Dr. Ambedkar Manimandapam is a memorial in the Adyar neighborhood of Chennai, India, dedicated to B. R. Ambedkar, the architect of the Indian Constitution. It is located in the Adyar estuary on Greenways Road in Mandhavelipakkam.

==History==
In 1993, the Government of Tamil Nadu run by the AIADMK party decided to build a memorial and an auditorium for Ambedkar on 5 acres of land identified in Adyar creek. The foundation stone was laid by the then Chief Minister, J. Jayalalithaa, in April 1993. However, environmental groups in the city challenged the decision in court. In March 1994, permission was granted by Justice Kanakaraj in a landmark judgment, allowing construction of a memorial on a 1.5 acre area at one end of the identified site, without constructing the auditorium or any other construction. The matter went to the court again for some other issues, and with disposal of the case, the foundation stone was laid again in December 1998. The memorial was then built on 0.75 acres of land and the remaining 0.75 acres was made available for provision for lawns and landscaping.

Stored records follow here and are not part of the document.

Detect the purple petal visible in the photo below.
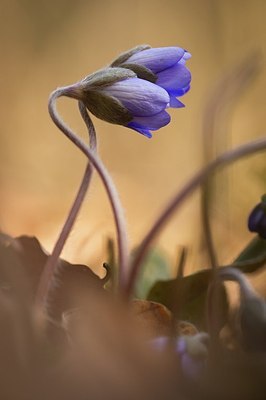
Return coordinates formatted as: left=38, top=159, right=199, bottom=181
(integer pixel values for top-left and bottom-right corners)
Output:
left=178, top=51, right=192, bottom=65
left=127, top=47, right=185, bottom=73
left=156, top=63, right=191, bottom=96
left=102, top=78, right=169, bottom=117
left=128, top=124, right=152, bottom=139
left=170, top=95, right=185, bottom=108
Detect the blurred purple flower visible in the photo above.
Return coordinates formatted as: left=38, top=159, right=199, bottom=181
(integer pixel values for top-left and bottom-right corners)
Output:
left=248, top=195, right=266, bottom=239
left=112, top=46, right=191, bottom=108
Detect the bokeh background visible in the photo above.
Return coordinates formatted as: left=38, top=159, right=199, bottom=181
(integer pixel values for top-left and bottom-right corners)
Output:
left=0, top=0, right=266, bottom=276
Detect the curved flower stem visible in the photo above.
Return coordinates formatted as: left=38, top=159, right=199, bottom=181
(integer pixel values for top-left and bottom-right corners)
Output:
left=201, top=51, right=262, bottom=274
left=36, top=102, right=97, bottom=304
left=125, top=137, right=266, bottom=297
left=35, top=84, right=129, bottom=308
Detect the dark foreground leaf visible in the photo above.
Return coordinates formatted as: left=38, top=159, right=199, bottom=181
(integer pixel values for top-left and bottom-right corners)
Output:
left=0, top=234, right=106, bottom=318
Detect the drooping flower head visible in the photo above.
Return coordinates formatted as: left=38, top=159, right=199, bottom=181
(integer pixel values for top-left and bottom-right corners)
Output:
left=111, top=45, right=191, bottom=108
left=248, top=194, right=266, bottom=239
left=70, top=45, right=191, bottom=138
left=76, top=68, right=170, bottom=137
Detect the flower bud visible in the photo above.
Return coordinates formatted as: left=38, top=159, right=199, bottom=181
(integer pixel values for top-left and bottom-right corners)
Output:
left=111, top=45, right=191, bottom=108
left=78, top=67, right=170, bottom=137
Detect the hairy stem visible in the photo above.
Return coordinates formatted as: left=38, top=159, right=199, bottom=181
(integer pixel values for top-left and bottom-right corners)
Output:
left=38, top=84, right=129, bottom=306
left=125, top=137, right=266, bottom=296
left=36, top=102, right=97, bottom=305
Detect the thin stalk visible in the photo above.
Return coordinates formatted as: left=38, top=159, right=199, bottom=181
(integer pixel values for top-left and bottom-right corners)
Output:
left=125, top=137, right=266, bottom=297
left=36, top=102, right=97, bottom=305
left=38, top=84, right=129, bottom=304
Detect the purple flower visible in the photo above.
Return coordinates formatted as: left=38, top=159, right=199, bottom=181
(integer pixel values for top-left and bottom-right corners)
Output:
left=248, top=195, right=266, bottom=239
left=78, top=68, right=170, bottom=138
left=111, top=46, right=191, bottom=108
left=151, top=332, right=209, bottom=380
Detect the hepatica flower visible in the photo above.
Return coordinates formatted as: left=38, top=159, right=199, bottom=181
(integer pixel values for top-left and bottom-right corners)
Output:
left=78, top=68, right=170, bottom=137
left=111, top=45, right=191, bottom=108
left=75, top=46, right=191, bottom=137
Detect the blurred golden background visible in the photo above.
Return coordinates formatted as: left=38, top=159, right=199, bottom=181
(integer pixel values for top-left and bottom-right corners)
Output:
left=0, top=0, right=266, bottom=270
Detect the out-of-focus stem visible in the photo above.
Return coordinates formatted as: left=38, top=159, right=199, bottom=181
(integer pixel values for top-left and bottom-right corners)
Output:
left=125, top=137, right=266, bottom=296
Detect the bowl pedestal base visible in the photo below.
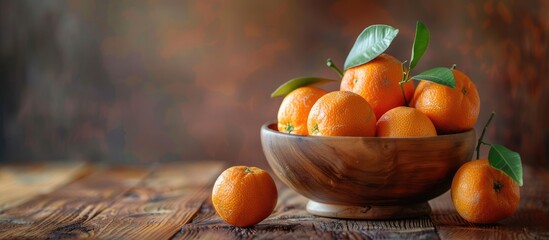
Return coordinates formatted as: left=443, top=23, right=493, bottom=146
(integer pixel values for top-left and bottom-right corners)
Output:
left=307, top=200, right=431, bottom=220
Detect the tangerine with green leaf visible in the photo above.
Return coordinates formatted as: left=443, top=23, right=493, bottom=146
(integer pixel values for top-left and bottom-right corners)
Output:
left=450, top=113, right=522, bottom=224
left=277, top=86, right=326, bottom=135
left=410, top=69, right=480, bottom=134
left=340, top=53, right=414, bottom=119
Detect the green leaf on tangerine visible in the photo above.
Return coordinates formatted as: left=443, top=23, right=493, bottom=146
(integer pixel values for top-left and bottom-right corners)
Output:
left=411, top=67, right=456, bottom=88
left=344, top=24, right=398, bottom=70
left=488, top=144, right=523, bottom=186
left=408, top=21, right=431, bottom=70
left=271, top=77, right=337, bottom=97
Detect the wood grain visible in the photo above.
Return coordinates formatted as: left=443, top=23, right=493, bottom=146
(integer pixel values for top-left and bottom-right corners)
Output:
left=0, top=164, right=150, bottom=239
left=174, top=188, right=438, bottom=239
left=0, top=162, right=90, bottom=212
left=71, top=162, right=224, bottom=239
left=0, top=162, right=549, bottom=239
left=261, top=124, right=475, bottom=206
left=430, top=166, right=549, bottom=239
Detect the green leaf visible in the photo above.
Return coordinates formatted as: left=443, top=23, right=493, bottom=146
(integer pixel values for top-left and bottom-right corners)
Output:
left=344, top=25, right=398, bottom=70
left=488, top=144, right=523, bottom=186
left=408, top=21, right=430, bottom=70
left=411, top=67, right=456, bottom=88
left=271, top=77, right=337, bottom=97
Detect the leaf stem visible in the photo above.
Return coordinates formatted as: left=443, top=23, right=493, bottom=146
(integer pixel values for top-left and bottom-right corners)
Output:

After entangling in legal disputes for several years, the work on the construction of the memorial was entrusted to the Public Works Department in June 1999, with an allocation of ₹ 45 million. The initial site preparation was carried out by the Tamil Nadu Adi-Dravidar Housing and Development Corporation (THADCO). The memorial was declared open by the then Chief Minister, M. Karunanidhi, on 10 June 2000.

==The memorial==
Built over a plinth area of 8,285 sqft, the memorial has a semi-circle dome with a diameter of 55 ft. About a dozen photographs of Ambedkar are kept in display, including Ambedkar with Periyar E. V. Ramasamy and his participation in the First Round Table Conference in London in the 1930s.